SELECT NULLIF ('US','US') AS Country;
AGGREGATE VS WINDOW FUNCTIONS
SQL aggregate functions are essential for performing calculations on groups of data.
AVG () computes the average of a numeric column.
SELECT ROUND (AVG (min_salary),2) FROM jobs;
SUM () adds up all the values in a numeric column.
SELECT ROUND(SUM(max_salary),2) AS Total_Max_salary FROM jobs;
MAX () retrieves the highest value in a specified column.
SELECT ROUND(MAX(max_salary),2) AS Highest_Max_Salary FROM jobs;
MIN () finds the lowest value in a specified column.
SELECT ROUND(MIN(max_salary),2) AS Lowest_Min_Salary FROM jobs;
COUNT () counts the number of rows in a result set.
SELECT COUNT(*) FROM jobs;
The above functions can be used with GROUP BY to perform calculations on subsets of data as well.

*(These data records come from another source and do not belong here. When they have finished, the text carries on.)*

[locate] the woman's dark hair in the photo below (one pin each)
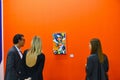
(17, 37)
(97, 49)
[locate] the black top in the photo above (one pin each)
(96, 70)
(34, 72)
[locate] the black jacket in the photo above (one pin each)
(13, 65)
(96, 70)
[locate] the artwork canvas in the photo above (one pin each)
(59, 43)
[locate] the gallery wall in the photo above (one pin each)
(81, 20)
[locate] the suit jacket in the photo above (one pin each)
(96, 70)
(13, 65)
(35, 72)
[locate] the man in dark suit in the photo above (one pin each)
(14, 59)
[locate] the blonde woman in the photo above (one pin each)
(33, 61)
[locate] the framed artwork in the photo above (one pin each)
(59, 43)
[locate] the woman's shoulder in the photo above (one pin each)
(41, 55)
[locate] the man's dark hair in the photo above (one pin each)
(17, 37)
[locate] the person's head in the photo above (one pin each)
(96, 48)
(19, 40)
(36, 45)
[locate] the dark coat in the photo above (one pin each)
(13, 65)
(96, 70)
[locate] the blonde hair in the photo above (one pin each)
(34, 51)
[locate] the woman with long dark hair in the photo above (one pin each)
(97, 63)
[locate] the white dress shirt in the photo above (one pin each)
(19, 51)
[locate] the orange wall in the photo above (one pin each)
(80, 19)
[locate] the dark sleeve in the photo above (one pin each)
(89, 66)
(41, 64)
(10, 66)
(106, 63)
(24, 71)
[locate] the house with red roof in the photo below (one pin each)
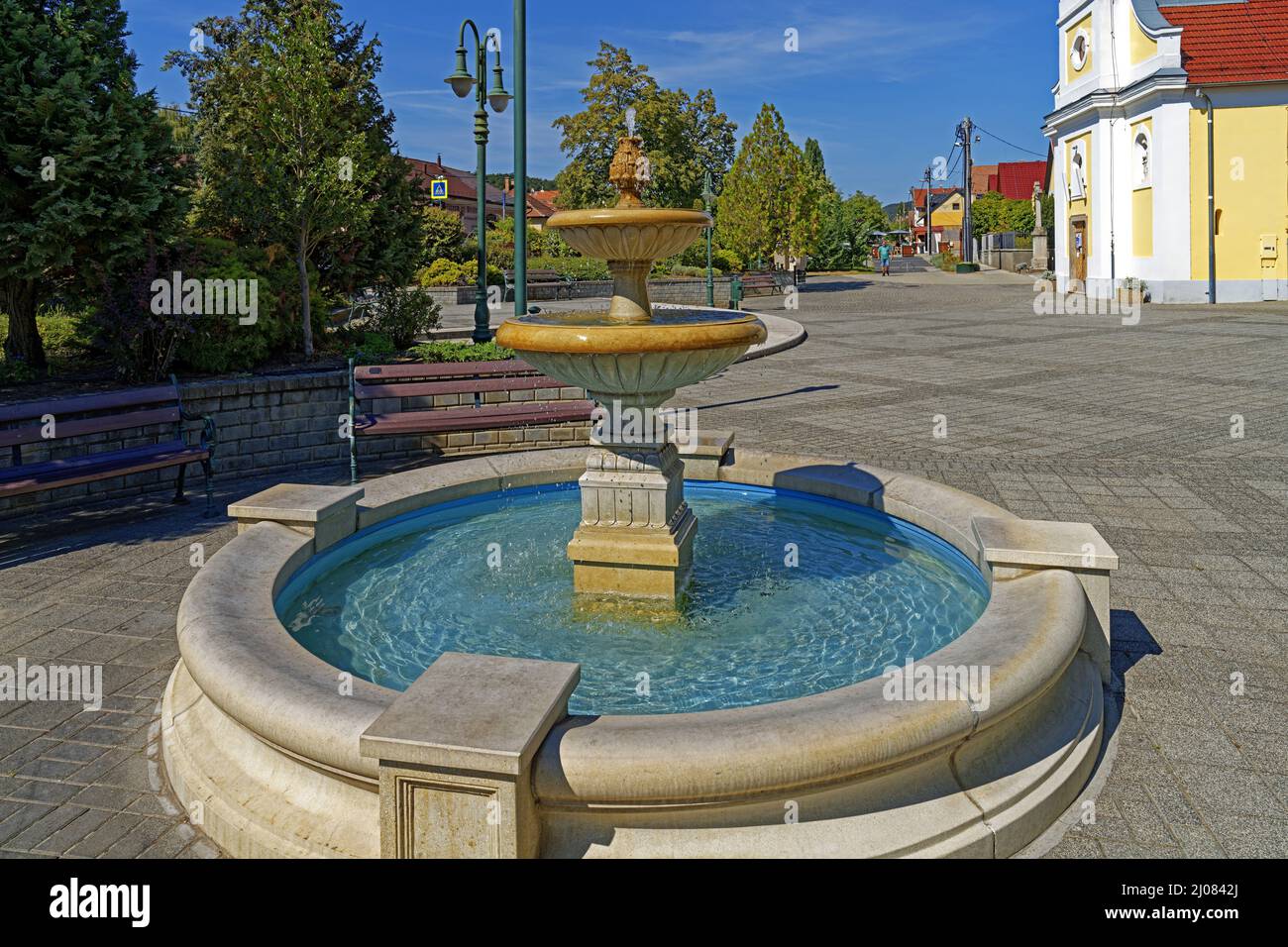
(947, 208)
(1170, 149)
(462, 192)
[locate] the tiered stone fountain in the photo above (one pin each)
(635, 536)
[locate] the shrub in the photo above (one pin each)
(403, 315)
(441, 272)
(60, 329)
(140, 343)
(375, 348)
(726, 261)
(443, 236)
(572, 266)
(224, 343)
(451, 351)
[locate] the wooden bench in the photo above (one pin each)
(59, 419)
(754, 285)
(540, 278)
(469, 382)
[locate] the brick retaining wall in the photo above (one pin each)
(279, 423)
(692, 291)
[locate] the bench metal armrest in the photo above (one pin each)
(209, 429)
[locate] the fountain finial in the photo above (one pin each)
(630, 170)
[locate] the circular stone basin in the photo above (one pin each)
(791, 595)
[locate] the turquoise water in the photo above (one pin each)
(489, 575)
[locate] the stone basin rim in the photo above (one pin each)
(629, 217)
(631, 338)
(250, 668)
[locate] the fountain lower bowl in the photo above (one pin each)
(681, 347)
(629, 234)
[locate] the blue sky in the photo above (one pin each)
(880, 85)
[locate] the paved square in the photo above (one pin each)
(1051, 416)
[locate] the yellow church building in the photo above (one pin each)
(1170, 145)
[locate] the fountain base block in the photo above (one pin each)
(634, 562)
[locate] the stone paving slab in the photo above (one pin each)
(1078, 418)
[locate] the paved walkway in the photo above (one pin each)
(1051, 416)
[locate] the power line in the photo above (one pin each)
(1012, 145)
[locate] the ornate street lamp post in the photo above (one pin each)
(708, 197)
(498, 98)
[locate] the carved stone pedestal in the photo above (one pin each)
(635, 539)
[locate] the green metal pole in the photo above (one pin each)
(711, 282)
(482, 320)
(520, 158)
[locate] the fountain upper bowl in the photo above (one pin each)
(629, 234)
(681, 347)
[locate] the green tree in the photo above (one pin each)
(992, 213)
(684, 136)
(88, 170)
(443, 236)
(772, 198)
(846, 230)
(814, 158)
(295, 144)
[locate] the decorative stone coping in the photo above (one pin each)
(1009, 541)
(462, 737)
(249, 672)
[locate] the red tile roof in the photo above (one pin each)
(1233, 43)
(460, 183)
(983, 179)
(1016, 179)
(918, 193)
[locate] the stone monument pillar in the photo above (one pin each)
(1041, 245)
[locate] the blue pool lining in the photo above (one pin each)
(404, 522)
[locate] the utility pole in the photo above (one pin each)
(928, 179)
(965, 133)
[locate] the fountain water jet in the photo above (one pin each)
(635, 538)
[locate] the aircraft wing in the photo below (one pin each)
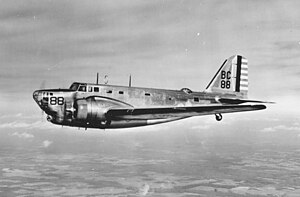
(173, 112)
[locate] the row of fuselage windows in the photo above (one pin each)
(96, 89)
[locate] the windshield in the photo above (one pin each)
(74, 86)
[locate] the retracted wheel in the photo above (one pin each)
(218, 117)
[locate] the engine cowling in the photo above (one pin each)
(90, 110)
(93, 109)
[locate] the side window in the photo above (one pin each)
(96, 89)
(82, 89)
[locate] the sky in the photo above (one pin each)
(161, 43)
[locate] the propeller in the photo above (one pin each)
(42, 86)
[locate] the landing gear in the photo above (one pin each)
(218, 117)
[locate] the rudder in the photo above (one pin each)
(232, 77)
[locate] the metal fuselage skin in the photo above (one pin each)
(59, 103)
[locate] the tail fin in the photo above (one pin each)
(231, 78)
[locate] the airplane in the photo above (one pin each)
(103, 106)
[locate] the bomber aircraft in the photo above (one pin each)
(93, 105)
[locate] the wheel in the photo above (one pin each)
(218, 117)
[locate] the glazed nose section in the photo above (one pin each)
(36, 96)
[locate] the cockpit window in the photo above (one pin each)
(187, 90)
(82, 88)
(74, 86)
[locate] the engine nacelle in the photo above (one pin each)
(90, 110)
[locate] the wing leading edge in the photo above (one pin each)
(173, 112)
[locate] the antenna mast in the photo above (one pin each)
(97, 79)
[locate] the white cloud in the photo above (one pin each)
(280, 128)
(23, 135)
(47, 143)
(26, 125)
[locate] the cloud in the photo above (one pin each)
(23, 135)
(280, 128)
(21, 124)
(47, 143)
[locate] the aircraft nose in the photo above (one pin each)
(35, 96)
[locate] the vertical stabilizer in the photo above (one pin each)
(232, 77)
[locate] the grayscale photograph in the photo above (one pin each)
(156, 98)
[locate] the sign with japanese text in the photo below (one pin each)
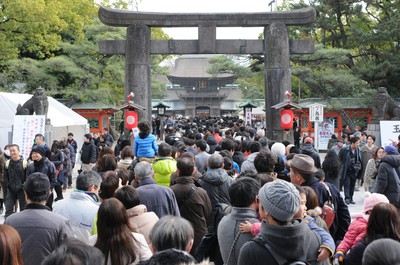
(24, 131)
(390, 131)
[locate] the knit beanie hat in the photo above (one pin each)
(280, 199)
(38, 149)
(372, 199)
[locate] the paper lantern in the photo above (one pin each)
(287, 119)
(130, 120)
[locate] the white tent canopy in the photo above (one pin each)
(63, 119)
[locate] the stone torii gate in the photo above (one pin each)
(276, 48)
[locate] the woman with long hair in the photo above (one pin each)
(10, 246)
(58, 158)
(115, 238)
(371, 170)
(383, 222)
(331, 166)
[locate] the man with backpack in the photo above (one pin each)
(281, 240)
(15, 175)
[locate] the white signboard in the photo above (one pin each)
(24, 131)
(316, 112)
(390, 131)
(325, 131)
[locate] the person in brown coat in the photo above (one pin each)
(194, 203)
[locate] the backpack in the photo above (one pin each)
(278, 258)
(328, 210)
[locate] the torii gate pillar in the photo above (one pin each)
(277, 75)
(138, 67)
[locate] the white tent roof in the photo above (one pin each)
(58, 113)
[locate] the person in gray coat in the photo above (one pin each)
(243, 194)
(41, 230)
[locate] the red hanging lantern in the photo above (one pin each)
(130, 120)
(287, 119)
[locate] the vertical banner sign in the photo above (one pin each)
(390, 131)
(326, 129)
(24, 131)
(248, 117)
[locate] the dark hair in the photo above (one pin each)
(109, 185)
(265, 162)
(243, 191)
(128, 196)
(106, 163)
(375, 154)
(114, 233)
(185, 166)
(383, 222)
(227, 144)
(201, 144)
(127, 151)
(312, 197)
(164, 149)
(74, 252)
(10, 246)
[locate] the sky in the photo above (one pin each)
(207, 6)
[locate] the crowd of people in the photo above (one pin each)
(213, 192)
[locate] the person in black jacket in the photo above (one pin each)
(88, 153)
(15, 176)
(43, 165)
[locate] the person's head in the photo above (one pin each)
(254, 147)
(128, 196)
(215, 161)
(127, 152)
(278, 149)
(114, 233)
(39, 139)
(14, 152)
(279, 201)
(383, 222)
(38, 153)
(185, 166)
(265, 162)
(391, 150)
(384, 251)
(37, 188)
(87, 138)
(354, 142)
(74, 252)
(301, 212)
(88, 181)
(10, 246)
(202, 145)
(311, 197)
(228, 144)
(143, 170)
(164, 149)
(109, 185)
(243, 193)
(370, 200)
(379, 153)
(144, 127)
(171, 232)
(371, 139)
(301, 169)
(106, 163)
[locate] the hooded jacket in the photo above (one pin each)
(291, 242)
(163, 168)
(387, 180)
(80, 209)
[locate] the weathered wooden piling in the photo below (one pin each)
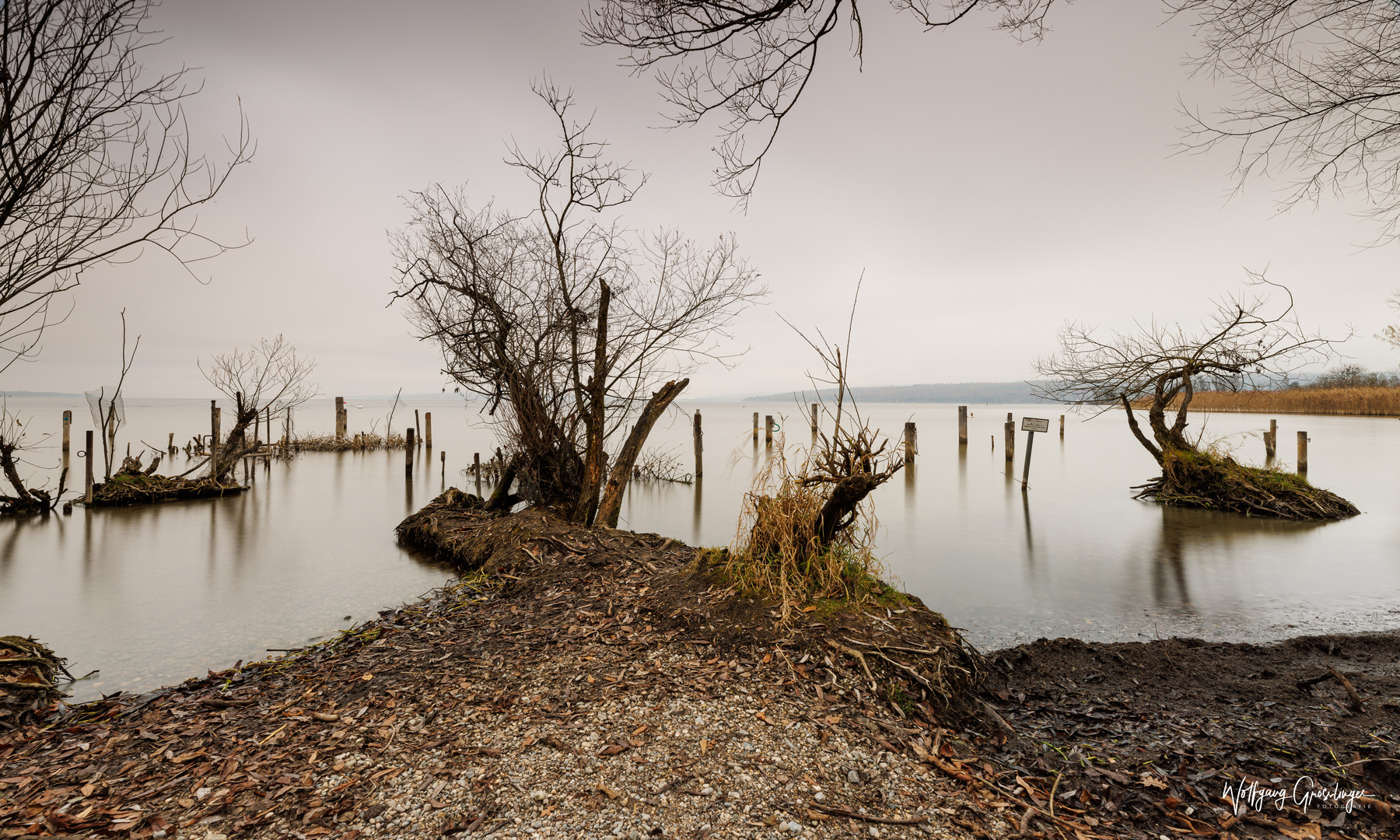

In SQL, WINDOW FUNCTIONS operate on a set of rows called a window frame. They return a single value for each row from the underlying query. A window function allows you to perform calculations across a set of rows related to the current row, and defining that set is done with the OVER () clause.
We can use AGGREGATE FUNCTION in window functions.
SELECT
job_id, min_salary,
SUM(min_salary) OVER (ORDER BY job_id) AS running_total
FROM jobs;
The PARTITION BY clause in a window function allows to define distinct groups (or partitions) within the result set.
SELECT
job_id, max_salary,
ROUND(AVG(max_salary) OVER (PARTITION BY job_id)::numeric,2) AS avg_max_salary
FROM jobs;
The ORDER BY clause within the OVER () clause sorts the result set in ascending or descending order.
SELECT
job_id,
max_salary,
RANK () OVER (ORDER BY max_salary DESC) AS max_salary_rank
FROM jobs;
The ROW_NUMBER () window function assigns a unique sequential integer to each row within a partition of a result set, starting at 1 for the first row. This numbering is based on the order specified in the ORDER BY clause within the OVER () statement.
SELECT
job_id,
max_salary,
ROW_NUMBER () OVER (ORDER BY max_salary DESC) AS max_salary_row_num
FROM jobs;
Both RANK () and DENSE_RANK () is used for ranking rows within a partition, but they handle ties (duplicate values) differently compared to ROW_NUMBER ()
In RANK () When there are identical values, they receive the same rank. If two rows are tied for rank 1, the next rank will be 3.
SELECT
job_id,
min_salary,
RANK() OVER (ORDER BY min_salary DESC) AS min_salary_rank
FROM jobs;
In Contrast, DENSE_RANK () identical rows receive the same rank and the next rank after ties will continue sequentially. So, if two rows are tied for rank 1, the following row will be ranked 2.
SELECT
job_id,
min_salary,
DENSE_RANK() OVER (ORDER BY min_salary DESC) AS min_salary_rank
FROM jobs;
The NTILE () function is a powerful window function in SQL that divides the result set into n buckets (or tiles) and assigns a bucket number to each row. This is particularly useful for identifying percentiles, quartiles, or any other subdivision of your data.
SELECT
job_id,
max_salary,
NTILE(4) OVER (ORDER BY max_salary) AS max_salary_quartile
FROM jobs;
LAG () function allows you to access data from a previous row in the same result set. It’s useful for comparing the current row’s value with a preceding row's value. Conversely, LEAD () function allows you to access data from a following row. It’s helpful when you want to compare the current row’s value with a subsequent row's value.
SELECT job_id, min_salary,
LAG(min_salary) OVER (ORDER BY min_salary desc) AS previous_min_salary,
LEAD(min_salary) OVER (ORDER BY min_salary DESC) AS next_min_salary
FROM jobs
ORDER BY min_salary desc;
CONCLUSION
SQL is an invaluable tool for data analysis, but its vast array of statements and functions can be daunting for beginners. In this guide, we have explored some fundamental concepts that often lead to confusion. Understanding these distinctions is crucial for effective data manipulation. Happy querying!